Since You've Been Gone (Welcome to Paradise #4)

Heat flooded his cheeks. Oh for fuck’s sake, he was blushing. He never blushed. Not only that, but he was usually damn smooth when it came to women, and yet when he opened his mouth, he stammered a bit in response. “Uh, yeah, I guess I am. It just, uh, felt right. Probably because this place looks like the set of a romantic comedy.”


Rather than yank her hand away, Mari just laced their fingers together and brought the ice-cream cone back to her lips. “You’re right, I feel like I’m in a romcom. Of course, if I was, I’d totally be working there—” She gestured across the street.

Austin followed her gaze to the bright pink sign of a flower shop called Lucille’s Petals.

“I’d be Lucille,” Mari went on, “and you’d probably be the big-city lawyer whose BMW crashes in Haven and he has to stay in town until his car is fixed.” Then she paused, her blue eyes still fixed on the sign. “Okay, I’m just going to say it. Doesn’t ‘Lucille’s Petals’ sound like the dirtiest thing ever?”

Austin choked out a laugh. “Yup. I was just thinking the same thing.”

They took off walking again, their strides slow and relaxed, the conversation moving easily and without a single beat of awkwardness. Mari told him a few teaching stories about her favorite students in Chicago, he spoke about some of his past photography jobs, and by the time they returned to the SUV, he was even more reluctant to part ways with his pretty companion.

But what was he going to do? Hold her hostage and force her to hang out with him indefinitely? Right, and then that driver’s license of his that she’d photographed would definitely come in handy when she was filing the restraining order.

“That was a lot of fun,” Mari said as she slid into the passenger seat. “It’s been so long since I’ve spent an afternoon just wandering around and doing nothing.”

Austin started the engine, then checked the side mirror to make sure it was safe to pull out of the spot. “I know what you mean.”

She snorted. “Yeah, right. You don’t have a nine-to-five job. You can wander around all the time.”

“True.” He couldn’t deny that he was pretty lucky.

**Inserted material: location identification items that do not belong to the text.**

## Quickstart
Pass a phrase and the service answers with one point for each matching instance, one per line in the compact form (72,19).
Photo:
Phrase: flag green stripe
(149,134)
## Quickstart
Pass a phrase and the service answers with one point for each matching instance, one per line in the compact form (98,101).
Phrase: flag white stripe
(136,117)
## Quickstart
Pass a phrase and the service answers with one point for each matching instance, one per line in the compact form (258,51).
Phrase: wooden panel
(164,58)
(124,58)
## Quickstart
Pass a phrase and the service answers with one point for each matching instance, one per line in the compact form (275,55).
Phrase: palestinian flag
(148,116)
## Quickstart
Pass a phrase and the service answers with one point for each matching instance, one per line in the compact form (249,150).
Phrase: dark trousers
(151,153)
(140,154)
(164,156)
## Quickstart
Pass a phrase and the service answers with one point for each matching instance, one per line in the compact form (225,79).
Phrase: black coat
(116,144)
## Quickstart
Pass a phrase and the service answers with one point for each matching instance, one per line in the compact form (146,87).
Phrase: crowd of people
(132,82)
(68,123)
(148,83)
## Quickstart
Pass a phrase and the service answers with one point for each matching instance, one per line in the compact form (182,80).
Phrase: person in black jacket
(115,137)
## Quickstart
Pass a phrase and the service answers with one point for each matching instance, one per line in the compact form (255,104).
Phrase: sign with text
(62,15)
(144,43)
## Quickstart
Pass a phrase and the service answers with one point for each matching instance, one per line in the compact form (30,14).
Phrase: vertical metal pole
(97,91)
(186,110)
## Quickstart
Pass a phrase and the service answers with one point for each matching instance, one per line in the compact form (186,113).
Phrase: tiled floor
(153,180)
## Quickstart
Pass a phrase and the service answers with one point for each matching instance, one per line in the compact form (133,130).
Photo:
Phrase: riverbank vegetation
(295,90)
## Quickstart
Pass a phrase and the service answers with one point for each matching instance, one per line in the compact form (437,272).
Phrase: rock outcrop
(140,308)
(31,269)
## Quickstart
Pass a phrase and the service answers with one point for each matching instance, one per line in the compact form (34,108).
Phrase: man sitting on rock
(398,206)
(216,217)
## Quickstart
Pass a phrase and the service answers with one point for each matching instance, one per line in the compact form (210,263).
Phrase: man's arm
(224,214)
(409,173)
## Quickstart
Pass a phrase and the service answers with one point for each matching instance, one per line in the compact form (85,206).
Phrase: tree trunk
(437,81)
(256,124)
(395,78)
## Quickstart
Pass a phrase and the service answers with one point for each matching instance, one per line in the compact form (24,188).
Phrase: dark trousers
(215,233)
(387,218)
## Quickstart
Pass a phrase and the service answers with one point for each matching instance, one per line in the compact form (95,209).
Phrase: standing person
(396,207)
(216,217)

Not a lot of folks got to set their own hours, let alone live out their dreams.

As he drove back in the direction of the interstate, he expected the conversation to remain fun and easy, but his passenger threw him for a loop.

“So seriously, Austin, why are you dilly-dallying about going home? Does your family hate you or something?”

“Nope.” His jaw tensed. “In fact, they’re dying for me to come home.”

“Ah, so the reluctance is on your part. Why is that?”

He just shrugged.

“Oh, ’fess up,” she said in a teasing tone. “What do you have to lose? We’ll never see each other again after today, so you might as well unload on me.”

Austin gave her a sideways glance, slightly startled by the earnest concern shining in her eyes. She seemed to genuinely want to hear about his problems, but reluctance lodged in his throat again.

The last time he’d spoken to anyone about it had been with Bree Lockhart, his brother Jake’s girlfriend, and he couldn’t remember ever feeling so uncomfortable. For some reason, Austin’s mother had decided to spill her guts to Bree, who had immediately tried to initiate a heart-to-heart with him. He knew Bree had meant well, but the awkward exchange had ended up triggering that need to skip town again.

He’d been so damn tired of the pressure. His mother begging him to move past it, Bree urging him to forgive, his brothers reprimanding him for acting so distant. Leaving Paradise had felt like the answer at the time, but even when he was miles and miles away, the pressure had remained.

It was time to resolve this whole bullshit mess, he knew that, but talking about it still evoked that agonizing rush of discomfort and hesitation.

“Come on, I’m a good listener…”

Mari’s voice pulled him out of his thoughts.

He opened his mouth, prepared to thank her for the offer but not take her up on it, but for the life of him, he couldn’t control the words that came rushing out.

“Last year I found out that my uncle is actually my father.”





Chapter Three


Almost immediately, Austin felt like a huge weight was lifted off his chest. His shoulders were no longer heavy, his throat no longer tight with the bitterness that had been jammed inside it for an entire fricking year.

“Wait, what?”

Even as he reveled in that feeling of being…unburdened, he still had to laugh at the startled look in Mari’s eyes.

“My uncle is my father,” he repeated. Then he shook his head. “Fuck, it feels so weird to say it. It’s all I’ve been thinking about this whole year, but this is the first time I’ve actually said it out loud.”

Mari tucked a few errant strands of hair behind her ear, then shifted in the seat so she could see him better. “Okay, you’re going to need to start from the beginning. How exactly did you find this out?”

The moment the memories resurfaced, his entire body tightened again. Great. So much for being unburdened.